One of the core concepts of Montessori, and one that, in our school, parents don’t always know they’re getting into, is the three year age groupings.
The usual first explanation given is that it supports individualized learning. Children can learn within subject areas at different rates allowing for an overall deeper understanding of the concepts. I.e., children who have high ability in mathematics could advance further in that area while spending equal time on language concepts that are more of a struggle.
However, multi-age groupings also:
- Support social-emotional learning. Because age is already the obvious “different” thing, children do not expect to be all the same. Children are interacting with their classmates constantly and developing relationships based not solely on age but on common interests, shared goals, and respect for the individual.
- Allow children to naturally grow into leadership roles. Children who understand a concept are used as resources to teach those that do not.

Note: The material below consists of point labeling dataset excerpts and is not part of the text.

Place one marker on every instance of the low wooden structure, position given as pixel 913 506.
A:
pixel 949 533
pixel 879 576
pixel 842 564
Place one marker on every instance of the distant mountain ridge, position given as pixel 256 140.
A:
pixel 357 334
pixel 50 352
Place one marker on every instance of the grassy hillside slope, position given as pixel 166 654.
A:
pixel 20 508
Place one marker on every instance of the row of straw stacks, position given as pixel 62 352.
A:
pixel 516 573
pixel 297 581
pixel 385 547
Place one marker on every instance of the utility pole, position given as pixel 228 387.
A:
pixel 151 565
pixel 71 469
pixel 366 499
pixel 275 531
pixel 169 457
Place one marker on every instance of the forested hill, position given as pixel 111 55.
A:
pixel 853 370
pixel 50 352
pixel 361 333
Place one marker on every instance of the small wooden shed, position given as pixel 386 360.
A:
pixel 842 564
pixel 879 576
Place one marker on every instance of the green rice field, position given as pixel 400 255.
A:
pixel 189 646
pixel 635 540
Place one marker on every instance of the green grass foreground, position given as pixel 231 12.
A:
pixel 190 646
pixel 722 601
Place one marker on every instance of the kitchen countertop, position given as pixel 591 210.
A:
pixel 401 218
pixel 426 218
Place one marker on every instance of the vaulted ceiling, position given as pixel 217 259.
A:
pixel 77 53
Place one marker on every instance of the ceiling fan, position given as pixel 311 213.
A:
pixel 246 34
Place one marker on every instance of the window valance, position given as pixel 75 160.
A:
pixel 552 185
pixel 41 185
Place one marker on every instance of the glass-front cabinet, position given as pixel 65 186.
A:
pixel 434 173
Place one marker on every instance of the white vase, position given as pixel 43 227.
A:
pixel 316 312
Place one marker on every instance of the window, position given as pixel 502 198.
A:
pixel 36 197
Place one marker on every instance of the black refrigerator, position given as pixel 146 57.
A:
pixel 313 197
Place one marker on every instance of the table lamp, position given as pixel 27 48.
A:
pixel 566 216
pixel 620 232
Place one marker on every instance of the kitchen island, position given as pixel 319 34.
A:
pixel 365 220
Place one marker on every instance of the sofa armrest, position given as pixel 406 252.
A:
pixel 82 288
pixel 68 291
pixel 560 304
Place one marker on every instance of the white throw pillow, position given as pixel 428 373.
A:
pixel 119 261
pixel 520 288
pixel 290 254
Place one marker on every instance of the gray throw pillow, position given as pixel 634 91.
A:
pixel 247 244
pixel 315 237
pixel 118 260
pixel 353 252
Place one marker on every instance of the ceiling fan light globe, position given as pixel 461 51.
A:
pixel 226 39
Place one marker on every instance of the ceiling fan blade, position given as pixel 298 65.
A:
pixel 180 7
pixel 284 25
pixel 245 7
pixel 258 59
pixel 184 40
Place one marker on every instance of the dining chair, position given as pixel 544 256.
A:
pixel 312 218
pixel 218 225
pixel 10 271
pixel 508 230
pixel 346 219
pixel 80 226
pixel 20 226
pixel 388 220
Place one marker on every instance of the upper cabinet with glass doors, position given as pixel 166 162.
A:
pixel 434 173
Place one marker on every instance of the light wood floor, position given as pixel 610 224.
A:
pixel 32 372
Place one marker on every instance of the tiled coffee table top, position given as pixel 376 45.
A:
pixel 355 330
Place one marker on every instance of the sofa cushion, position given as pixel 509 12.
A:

This can be anything from “where does this go?” to “can you help me with this subtraction work?” The learning child is rewarded with an additional lesson on a topic s/he hasn’t yet while the teaching child’s understanding is cemented.
- Integrate children with special needs fully into the classroom. Because everyone in the classroom is learning at their own pace, there is less pressure to “keep up” and less concern about holding a child back.
- Mean less change. Most children do not thrive on change. Three year cycles with the same teacher and many of the same peer group reduces stress and hopefully allows for solid parent-teacher partnerships to develop.
Is there a downside?
- Clearly if your child has an ineffective teacher or one not aligned with your parenting philosophy then having that teacher for three years may not be ideal.
- Sometimes there may be an over-reliance on the older kids supporting the younger ones. Again, this is more likely to happen in a classroom with an ineffective teacher.
- More work/learning for the classroom teacher. Because the teacher is teaching at three grade levels, they hypothetically need to understand three years of curriculum. Functionally this isn’t as hard as it seems because the materials themselves lend themselves to levels of understanding. But it would still be a learning curve for a new teacher and I imagine that even the most experienced teacher needs to be incredibly organized to keep track of where each child is in each subject area.